Event history analysis is a range of methods and tests which are used when events, states, connections between them and time changes are of our interest. What is characteristic for data in the event history analysis is the complete and incomplete data structure – one event can or cannot occur to an individual, or the information about it remains unknown. The incomplete data are called censored data and they should not be left out of the analysis because by doing so, the estimates would become biased. Various models and methods have been developed for censored data, however, visualisation is often neglected or not even included in the analysis. Censored data visualisation is difficult due to the censored information as well as numerous variables, which makes it difficult to display everything in a two-dimensional graphics. Graphical displays can aid in data errors detection, which is a common phenomenon in the event history analysis. The errors can be random (copying data errors, impossible event sequences) or systematic (e.g., assigning the same time to multiple events, unrefreshed data). The data must be examined in detail before carrying out the analysis in order to eliminate errors and obtain a high-quality and reliable analysis.

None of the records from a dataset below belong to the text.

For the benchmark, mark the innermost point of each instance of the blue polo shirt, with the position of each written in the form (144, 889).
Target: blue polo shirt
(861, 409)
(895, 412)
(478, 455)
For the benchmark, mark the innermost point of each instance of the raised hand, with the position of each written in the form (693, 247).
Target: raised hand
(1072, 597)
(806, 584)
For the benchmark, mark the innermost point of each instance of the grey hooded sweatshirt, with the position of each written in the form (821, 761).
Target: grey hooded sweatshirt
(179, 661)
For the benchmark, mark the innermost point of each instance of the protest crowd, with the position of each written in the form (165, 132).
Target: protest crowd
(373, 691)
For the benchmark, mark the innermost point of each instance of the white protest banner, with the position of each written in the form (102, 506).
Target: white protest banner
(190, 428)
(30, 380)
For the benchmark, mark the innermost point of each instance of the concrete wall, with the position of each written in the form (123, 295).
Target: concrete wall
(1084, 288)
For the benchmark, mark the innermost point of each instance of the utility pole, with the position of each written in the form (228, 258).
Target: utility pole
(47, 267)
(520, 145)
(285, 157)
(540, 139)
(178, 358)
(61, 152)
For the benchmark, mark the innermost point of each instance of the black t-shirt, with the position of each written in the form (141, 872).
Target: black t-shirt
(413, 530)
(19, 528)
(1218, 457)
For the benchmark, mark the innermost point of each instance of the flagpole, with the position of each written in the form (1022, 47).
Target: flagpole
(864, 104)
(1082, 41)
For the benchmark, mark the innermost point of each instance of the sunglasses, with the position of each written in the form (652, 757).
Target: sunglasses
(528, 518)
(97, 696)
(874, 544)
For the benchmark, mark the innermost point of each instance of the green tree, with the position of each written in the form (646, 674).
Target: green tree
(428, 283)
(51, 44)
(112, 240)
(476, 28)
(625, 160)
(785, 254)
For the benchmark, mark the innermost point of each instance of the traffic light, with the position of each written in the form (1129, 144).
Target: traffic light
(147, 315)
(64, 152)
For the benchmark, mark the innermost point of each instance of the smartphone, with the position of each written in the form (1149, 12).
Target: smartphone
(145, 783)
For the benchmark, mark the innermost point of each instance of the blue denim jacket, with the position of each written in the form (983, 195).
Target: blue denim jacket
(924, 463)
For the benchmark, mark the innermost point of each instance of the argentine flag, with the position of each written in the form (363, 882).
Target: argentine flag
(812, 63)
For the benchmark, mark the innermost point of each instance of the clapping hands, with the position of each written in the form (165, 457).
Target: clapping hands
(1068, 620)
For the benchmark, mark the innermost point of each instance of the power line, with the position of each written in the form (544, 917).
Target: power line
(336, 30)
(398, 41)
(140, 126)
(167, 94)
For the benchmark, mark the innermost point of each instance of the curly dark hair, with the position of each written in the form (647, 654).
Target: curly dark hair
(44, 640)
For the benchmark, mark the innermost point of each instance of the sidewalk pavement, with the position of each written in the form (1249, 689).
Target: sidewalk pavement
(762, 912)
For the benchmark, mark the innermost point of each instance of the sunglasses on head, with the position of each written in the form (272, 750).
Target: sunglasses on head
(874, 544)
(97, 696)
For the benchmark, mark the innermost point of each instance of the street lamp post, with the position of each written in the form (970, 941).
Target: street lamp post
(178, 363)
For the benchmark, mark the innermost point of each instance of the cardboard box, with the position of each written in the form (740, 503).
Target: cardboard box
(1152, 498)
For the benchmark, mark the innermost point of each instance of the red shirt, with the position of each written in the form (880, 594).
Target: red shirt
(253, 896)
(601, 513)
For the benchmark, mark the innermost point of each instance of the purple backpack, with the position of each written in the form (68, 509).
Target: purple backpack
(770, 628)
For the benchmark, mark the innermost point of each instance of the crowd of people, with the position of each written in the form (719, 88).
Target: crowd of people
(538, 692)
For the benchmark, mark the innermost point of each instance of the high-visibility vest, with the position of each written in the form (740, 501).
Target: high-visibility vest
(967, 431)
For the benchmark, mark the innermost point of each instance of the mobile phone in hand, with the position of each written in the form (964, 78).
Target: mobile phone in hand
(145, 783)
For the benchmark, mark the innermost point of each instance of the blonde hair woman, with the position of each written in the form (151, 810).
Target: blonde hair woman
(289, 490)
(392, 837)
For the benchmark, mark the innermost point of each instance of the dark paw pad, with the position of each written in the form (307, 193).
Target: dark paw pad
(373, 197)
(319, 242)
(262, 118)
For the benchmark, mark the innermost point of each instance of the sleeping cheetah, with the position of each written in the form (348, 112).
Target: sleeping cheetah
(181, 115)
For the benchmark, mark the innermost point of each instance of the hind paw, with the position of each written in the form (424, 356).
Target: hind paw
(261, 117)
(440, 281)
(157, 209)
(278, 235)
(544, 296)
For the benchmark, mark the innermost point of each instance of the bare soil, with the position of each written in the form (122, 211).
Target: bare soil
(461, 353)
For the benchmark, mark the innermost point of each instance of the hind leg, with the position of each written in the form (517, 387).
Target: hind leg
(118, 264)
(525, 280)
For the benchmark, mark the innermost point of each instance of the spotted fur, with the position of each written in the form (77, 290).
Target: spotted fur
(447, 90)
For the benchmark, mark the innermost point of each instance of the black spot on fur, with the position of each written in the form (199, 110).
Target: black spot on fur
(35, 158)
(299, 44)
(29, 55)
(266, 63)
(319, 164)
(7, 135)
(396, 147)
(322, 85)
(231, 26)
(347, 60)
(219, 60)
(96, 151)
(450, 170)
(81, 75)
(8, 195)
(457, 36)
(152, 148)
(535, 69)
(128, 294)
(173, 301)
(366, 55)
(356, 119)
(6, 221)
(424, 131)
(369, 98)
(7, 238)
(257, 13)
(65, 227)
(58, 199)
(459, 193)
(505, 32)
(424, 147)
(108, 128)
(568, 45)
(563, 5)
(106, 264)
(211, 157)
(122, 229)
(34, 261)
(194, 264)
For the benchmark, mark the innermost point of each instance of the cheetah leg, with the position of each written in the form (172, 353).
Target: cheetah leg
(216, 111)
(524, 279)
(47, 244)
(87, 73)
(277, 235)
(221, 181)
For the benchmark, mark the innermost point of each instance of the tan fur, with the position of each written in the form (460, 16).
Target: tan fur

In this Master’s thesis, we have examined the existing data visualisations in event history analysis – survival curve, cumulative distribution function, cumulative hazard, hazard, censored data histogram, censored data boxplot, event charts, Lexis diagram and pencil diagram. We have assessed their adequacy and drawn them for our own data (with the exception of the pencil diagram). We have written our own functions in the R software for drawing the censored data histogram and the censored data boxplot (the code is in the appendix). For drawing survival curve, cumulative distribution function, cumulative hazard, event charts and Lexis diagrams, we have applied the existing functions and libraries in the R software. We have created a user-friendly interactive web-based application for detecting data error before carrying out the analysis, which enables an overview of the entered data using event charts and identifies units with errors in the sequence of events or identical event times. The application lists the units with errors by their identification, displays them in a table and visualises them using the event chart. We have used the Shiny library in R for creating the application.
The original contribution of the Master’s thesis is a fast and simple visualisation of data from event history analysis, which gives us an overview about the data and their distribution. In addition, the application enables looking at each individual’s data, searching for errors and consequently also eliminating them. This markedly shortens the time for editing and transforming the data before the analysis, thus enabling a better analysis without data errors.
|